Additional chilled water energy savings can be achieved by utilizing any form of water-side economizer (free-cooling system) such as a cooling tower economizer loop with a water-cooled chiller or a dry-cooler economizer with an air cooled chiller. A chiller supplying elevated chilled water at 65F would typically receive return chilled water temperature around 75F assuming an industry standard 10F rise. Thirty-year historical weather data published by ASHRAE and national weather bureaus for different North American cities illustrate the number of hours where partial or 100 percent free cooling can be achieved (see table 1). For example, utilizing 65F water in lieu of 45F in Chicago will yield an annual energy saving of approximately 33 percent by lowering the specific energy consumption (kW/ton) of any chiller. However, adding a water-side economizer to the same system in Chicago (see chart) will save approximately 60 percent energy consumption in free-cooling hours for a total annual saving of around 93 percent (3,885 hours at 100- percent free cooling using only fan power in an air-cooled chiller plus 4,051 partial free cooling hours). These energy savings are both dramatic and compelling, utilizing proven technology with easily verified results. Additional weather bin data for other randomly selected cities are shown in the chart. Consider it is not feasible to supply 65F chilled water to CRAC units, which would then deliver underfloor air at around 80F. This is already beyond any acceptable space temperature before it has even collected the heat load from the servers.

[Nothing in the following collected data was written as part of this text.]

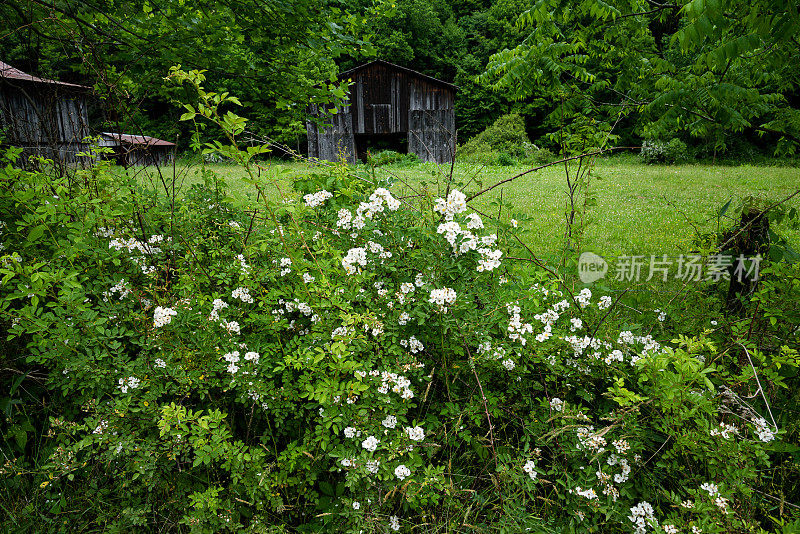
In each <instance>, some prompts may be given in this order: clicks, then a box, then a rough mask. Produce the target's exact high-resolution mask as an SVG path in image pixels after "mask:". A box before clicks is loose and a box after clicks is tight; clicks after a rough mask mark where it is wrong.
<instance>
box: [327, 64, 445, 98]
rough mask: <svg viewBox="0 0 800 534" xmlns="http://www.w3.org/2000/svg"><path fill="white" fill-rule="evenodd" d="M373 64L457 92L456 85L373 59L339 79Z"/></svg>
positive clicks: (422, 74) (341, 76)
mask: <svg viewBox="0 0 800 534" xmlns="http://www.w3.org/2000/svg"><path fill="white" fill-rule="evenodd" d="M375 64H378V65H383V66H385V67H389V68H391V69H396V70H400V71H403V72H406V73H408V74H411V75H412V76H416V77H418V78H422V79H423V80H427V81H429V82H431V83H435V84H439V85H444V86H445V87H449V88H451V89H453V91H456V90H458V86H457V85H454V84H452V83H449V82H446V81H444V80H440V79H438V78H434V77H433V76H428V75H427V74H422V73H421V72H417V71H415V70H413V69H409V68H408V67H401V66H400V65H395V64H394V63H389V62H388V61H384V60H382V59H375V60H373V61H370V62H369V63H364V64H363V65H359V66H358V67H355V68H352V69H350V70H346V71H344V72H342V73H340V74H339V78H340V79H344V78H349V77H350V76H352V75H353V74H355V73H356V72H358V71H360V70H363V69H365V68H367V67H370V66H372V65H375Z"/></svg>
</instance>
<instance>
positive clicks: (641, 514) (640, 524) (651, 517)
mask: <svg viewBox="0 0 800 534" xmlns="http://www.w3.org/2000/svg"><path fill="white" fill-rule="evenodd" d="M653 514H654V512H653V507H652V506H651V505H650V503H648V502H647V501H642V502H640V503H639V504H637V505H636V506H632V507H631V515H629V516H628V519H630V520H631V523H633V525H634V532H635V533H636V534H644V533H645V532H647V526H648V524H653V523H656V518H655V515H653ZM656 524H657V523H656Z"/></svg>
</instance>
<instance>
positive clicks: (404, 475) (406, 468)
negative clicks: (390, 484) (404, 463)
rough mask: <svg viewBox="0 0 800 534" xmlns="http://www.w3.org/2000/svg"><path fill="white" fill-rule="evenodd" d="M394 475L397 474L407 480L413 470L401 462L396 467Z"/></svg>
mask: <svg viewBox="0 0 800 534" xmlns="http://www.w3.org/2000/svg"><path fill="white" fill-rule="evenodd" d="M394 476H396V477H397V478H399V479H400V480H405V479H406V478H408V477H410V476H411V470H410V469H409V468H408V467H406V466H405V465H403V464H400V465H398V466H397V467H395V468H394Z"/></svg>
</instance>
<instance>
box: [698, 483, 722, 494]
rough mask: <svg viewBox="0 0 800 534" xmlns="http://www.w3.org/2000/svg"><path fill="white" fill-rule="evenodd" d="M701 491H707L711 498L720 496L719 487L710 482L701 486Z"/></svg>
mask: <svg viewBox="0 0 800 534" xmlns="http://www.w3.org/2000/svg"><path fill="white" fill-rule="evenodd" d="M700 489H701V490H704V491H707V492H708V495H709V496H710V497H714V496H715V495H719V487H717V485H716V484H712V483H710V482H703V483H702V484H700Z"/></svg>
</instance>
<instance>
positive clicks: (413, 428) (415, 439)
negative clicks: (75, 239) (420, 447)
mask: <svg viewBox="0 0 800 534" xmlns="http://www.w3.org/2000/svg"><path fill="white" fill-rule="evenodd" d="M403 430H404V432H405V433H406V435H408V439H410V440H412V441H422V440H423V439H425V431H424V430H423V429H422V427H421V426H415V427H414V428H411V427H408V426H407V427H406V428H405V429H403Z"/></svg>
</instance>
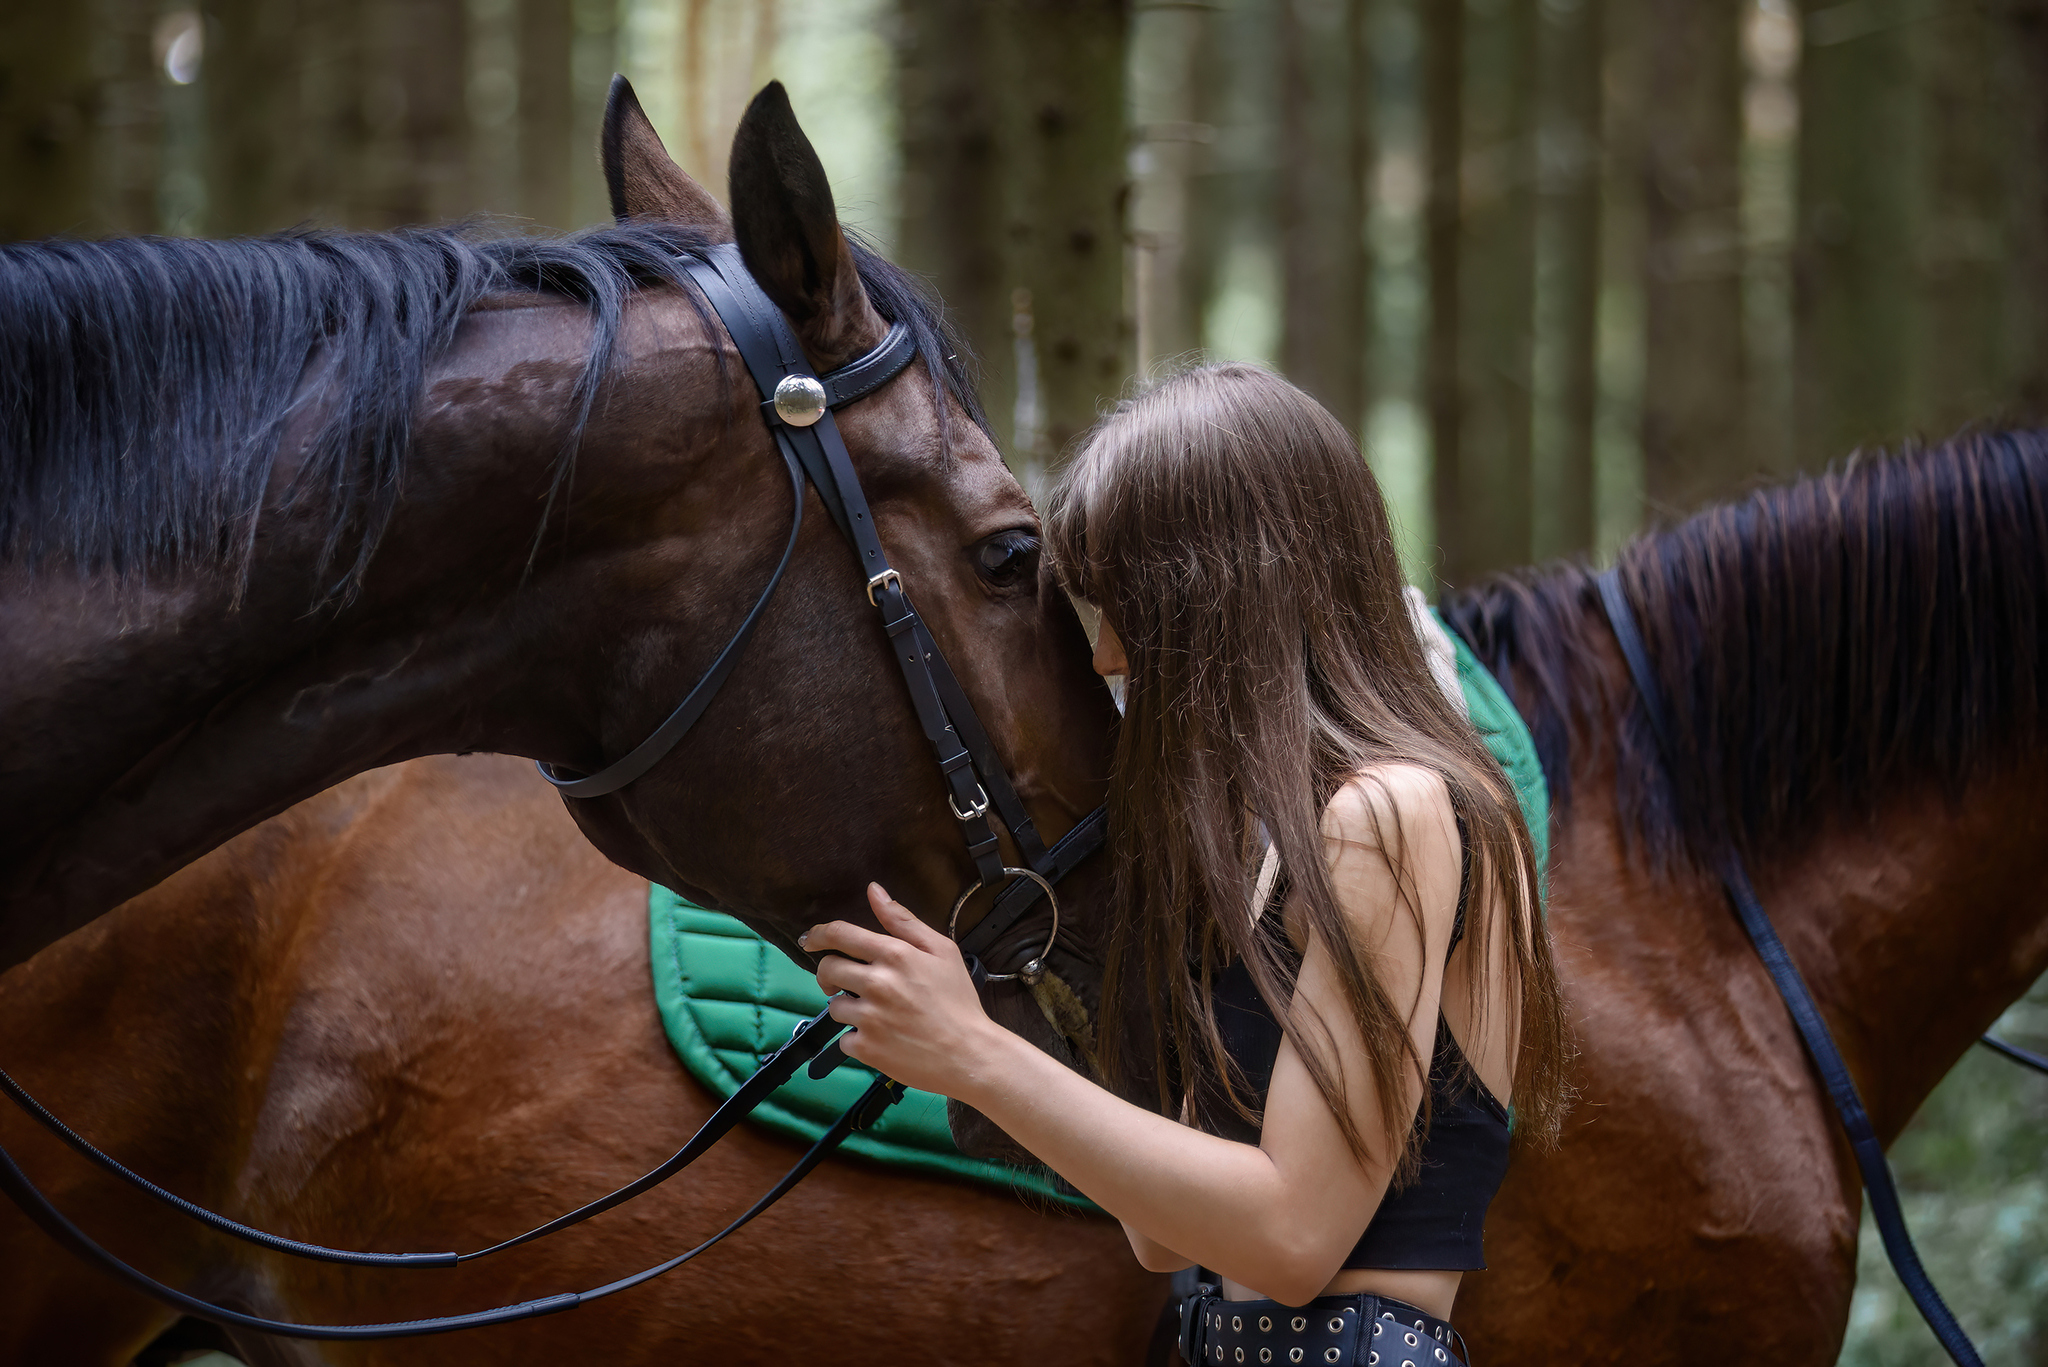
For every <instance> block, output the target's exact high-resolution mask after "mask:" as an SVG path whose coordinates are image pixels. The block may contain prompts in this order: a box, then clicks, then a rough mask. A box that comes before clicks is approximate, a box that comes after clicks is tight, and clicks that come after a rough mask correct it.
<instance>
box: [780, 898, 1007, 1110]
mask: <svg viewBox="0 0 2048 1367" xmlns="http://www.w3.org/2000/svg"><path fill="white" fill-rule="evenodd" d="M868 906H870V908H874V918H877V920H879V922H881V926H883V930H887V935H877V933H874V930H864V928H860V926H856V924H850V922H846V920H834V922H831V924H825V926H811V928H809V930H805V933H803V935H799V937H797V945H799V947H801V949H807V951H811V953H817V955H825V959H823V961H821V963H819V965H817V986H819V988H823V990H825V992H827V994H831V992H842V990H844V992H852V994H854V996H834V998H831V1019H834V1021H844V1023H846V1025H852V1027H854V1029H850V1031H846V1035H842V1037H840V1047H842V1049H846V1055H848V1058H852V1060H860V1062H862V1064H866V1066H868V1068H874V1070H877V1072H883V1074H887V1076H891V1078H895V1080H897V1082H901V1084H905V1086H913V1088H918V1090H924V1092H938V1094H942V1096H958V1094H961V1092H963V1090H967V1088H969V1084H971V1080H973V1078H975V1076H977V1074H981V1072H983V1070H985V1060H987V1058H989V1055H991V1051H993V1047H995V1045H999V1037H1001V1035H1004V1033H1006V1031H1004V1029H1001V1027H999V1025H995V1023H993V1021H989V1014H987V1012H985V1010H983V1008H981V996H979V994H977V992H975V984H973V980H971V978H969V976H967V963H965V961H963V959H961V947H958V945H954V943H952V941H950V939H948V937H944V935H940V933H938V930H934V928H932V926H928V924H924V922H922V920H918V918H915V916H911V912H909V908H905V906H901V904H899V902H891V900H889V894H887V892H885V889H883V885H881V883H868ZM991 1031H993V1035H991Z"/></svg>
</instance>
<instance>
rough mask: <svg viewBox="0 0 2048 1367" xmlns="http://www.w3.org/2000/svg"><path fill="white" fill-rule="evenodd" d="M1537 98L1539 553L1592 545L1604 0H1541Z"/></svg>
mask: <svg viewBox="0 0 2048 1367" xmlns="http://www.w3.org/2000/svg"><path fill="white" fill-rule="evenodd" d="M1538 43H1540V51H1538V64H1540V66H1538V82H1536V84H1538V100H1540V105H1542V111H1540V117H1542V129H1544V143H1542V146H1544V148H1548V150H1546V154H1544V164H1542V166H1540V168H1538V184H1540V193H1542V203H1540V205H1538V213H1540V227H1542V244H1544V258H1546V271H1544V277H1542V281H1540V297H1542V320H1540V326H1542V332H1544V336H1542V348H1544V353H1542V355H1544V359H1546V375H1544V377H1542V381H1544V383H1542V385H1540V391H1542V398H1544V400H1546V406H1548V424H1546V432H1544V434H1546V441H1544V447H1546V449H1542V451H1540V455H1542V457H1544V459H1542V461H1540V467H1542V473H1544V475H1546V478H1544V480H1542V482H1540V486H1538V490H1536V514H1538V535H1536V545H1534V547H1532V549H1534V553H1536V555H1538V557H1550V555H1581V553H1589V551H1591V549H1593V535H1595V531H1597V527H1595V521H1597V510H1599V504H1597V490H1595V488H1593V420H1595V414H1597V406H1599V357H1597V322H1599V178H1602V141H1599V139H1602V127H1599V121H1602V102H1604V100H1602V57H1604V43H1606V6H1604V0H1575V4H1554V6H1550V4H1546V6H1542V8H1540V27H1538Z"/></svg>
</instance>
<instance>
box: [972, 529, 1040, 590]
mask: <svg viewBox="0 0 2048 1367" xmlns="http://www.w3.org/2000/svg"><path fill="white" fill-rule="evenodd" d="M1036 562H1038V537H1034V535H1030V533H1028V531H999V533H995V535H993V537H989V539H987V541H983V543H981V545H977V547H975V568H977V570H981V578H985V580H989V582H991V584H997V586H1010V584H1016V582H1020V580H1024V578H1026V576H1028V574H1030V572H1032V570H1034V566H1036Z"/></svg>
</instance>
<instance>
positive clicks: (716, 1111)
mask: <svg viewBox="0 0 2048 1367" xmlns="http://www.w3.org/2000/svg"><path fill="white" fill-rule="evenodd" d="M844 1029H846V1027H844V1025H840V1023H838V1021H834V1019H831V1017H829V1012H825V1010H821V1012H817V1014H815V1017H811V1019H809V1021H805V1023H803V1025H799V1027H797V1029H795V1031H793V1033H791V1037H788V1043H784V1045H782V1047H780V1049H776V1051H774V1053H770V1055H768V1058H764V1060H762V1062H760V1068H756V1072H754V1076H750V1078H748V1080H745V1082H741V1084H739V1088H737V1090H735V1092H733V1094H731V1096H727V1099H725V1103H723V1105H721V1107H719V1109H717V1111H713V1113H711V1115H709V1117H707V1119H705V1123H702V1125H698V1127H696V1133H694V1135H690V1140H688V1144H684V1146H682V1148H680V1150H676V1154H674V1156H672V1158H670V1160H668V1162H664V1164H662V1166H657V1168H653V1170H651V1172H647V1174H643V1176H639V1178H635V1180H631V1183H627V1185H625V1187H621V1189H618V1191H614V1193H610V1195H606V1197H600V1199H596V1201H590V1203H588V1205H582V1207H578V1209H573V1211H569V1213H567V1215H559V1217H555V1219H551V1221H547V1224H545V1226H537V1228H532V1230H528V1232H526V1234H520V1236H516V1238H508V1240H504V1242H500V1244H492V1246H489V1248H479V1250H477V1252H356V1250H350V1248H326V1246H322V1244H305V1242H299V1240H291V1238H285V1236H281V1234H270V1232H266V1230H256V1228H250V1226H244V1224H238V1221H233V1219H227V1217H225V1215H217V1213H213V1211H209V1209H207V1207H203V1205H193V1203H190V1201H186V1199H184V1197H180V1195H176V1193H170V1191H164V1189H162V1187H158V1185H156V1183H152V1180H150V1178H145V1176H141V1174H137V1172H133V1170H129V1168H127V1166H123V1164H121V1162H119V1160H117V1158H113V1156H109V1154H104V1152H100V1150H98V1148H94V1146H92V1142H90V1140H86V1137H84V1135H80V1133H78V1131H74V1129H72V1127H70V1125H66V1123H63V1121H59V1119H57V1117H55V1115H51V1113H49V1111H47V1109H45V1107H43V1105H41V1103H39V1101H37V1099H35V1096H31V1094H29V1092H27V1090H23V1086H20V1082H16V1080H14V1078H10V1076H8V1074H6V1072H0V1090H4V1092H6V1094H8V1096H10V1099H12V1101H14V1105H18V1107H20V1109H23V1111H27V1113H29V1115H31V1117H33V1119H35V1121H37V1123H41V1125H43V1129H47V1131H51V1133H53V1135H57V1137H59V1140H61V1142H63V1144H68V1146H70V1148H72V1152H76V1154H78V1156H80V1158H84V1160H86V1162H90V1164H94V1166H98V1168H102V1170H104V1172H111V1174H113V1176H117V1178H121V1180H123V1183H127V1185H131V1187H135V1189H137V1191H141V1193H143V1195H150V1197H156V1199H158V1201H162V1203H164V1205H168V1207H172V1209H174V1211H178V1213H182V1215H186V1217H190V1219H197V1221H199V1224H203V1226H207V1228H213V1230H219V1232H221V1234H227V1236H231V1238H238V1240H242V1242H246V1244H256V1246H260V1248H270V1250H274V1252H287V1254H293V1256H297V1258H309V1260H315V1262H344V1265H354V1267H455V1265H459V1262H475V1260H477V1258H483V1256H489V1254H494V1252H504V1250H506V1248H518V1246H520V1244H528V1242H532V1240H537V1238H541V1236H543V1234H553V1232H557V1230H567V1228H569V1226H578V1224H584V1221H586V1219H590V1217H592V1215H600V1213H604V1211H608V1209H612V1207H614V1205H623V1203H625V1201H631V1199H633V1197H637V1195H641V1193H645V1191H653V1189H655V1187H659V1185H662V1183H666V1180H668V1178H672V1176H676V1174H678V1172H682V1170H684V1168H688V1166H690V1164H692V1162H696V1158H698V1156H702V1154H705V1152H707V1150H709V1148H711V1146H713V1144H717V1142H719V1140H721V1137H725V1135H727V1133H729V1131H731V1129H733V1125H737V1123H739V1121H743V1119H745V1117H748V1115H750V1113H752V1111H754V1107H758V1105H760V1103H762V1101H766V1099H768V1094H770V1092H774V1090H776V1088H778V1086H782V1084H784V1082H788V1080H791V1078H793V1076H795V1074H797V1068H799V1066H801V1064H805V1062H807V1060H811V1058H813V1055H817V1053H819V1051H821V1049H825V1047H827V1045H829V1043H834V1041H836V1039H838V1035H840V1033H842V1031H844Z"/></svg>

However, active rack coolers are designed to operate with up to 65F chilled water and effectively cool racks up to 45 kW while maintaining the room temperature at 75F. One hundred percent of the server heat can be captured at source and transferred to a chiller outside with a neutral effect on the data center space. Quite simply, finding ways to utilize the highest possible chilled water temperatures for rack cooling will maximize chiller efficiency and this energy saving is increased exponentially when water-side economizers (free-cooling systems) are utilized with the chillers.

It is clear from the recent and continuing growth in rack cooling systems that thermal management design in data centers is undergoing a major change from space cooling to server cooling. This change is driven by the requirement for more effective thermal management within the space and by the growing demand for energy conservation. While it appears likely that rack coolers will become the preferred method of choice for server-based data center cooling, it is most important that any decisions regarding rack cooling be made with a full understanding and study of the chilled water system that will be used to cool the racks. Particular attention should be paid to studying future density requirements for any facility, both as a complete entity and smaller subsections of a facility that might be used for high density cooling as it becomes more prevalent. By raising the required temperature of the chiller system and optimizing the efficiency of the rack cooling system, a data center owner can maximize data center efficiencies and still be positioned for flexible expansion as server-cooling requirements evolve over time.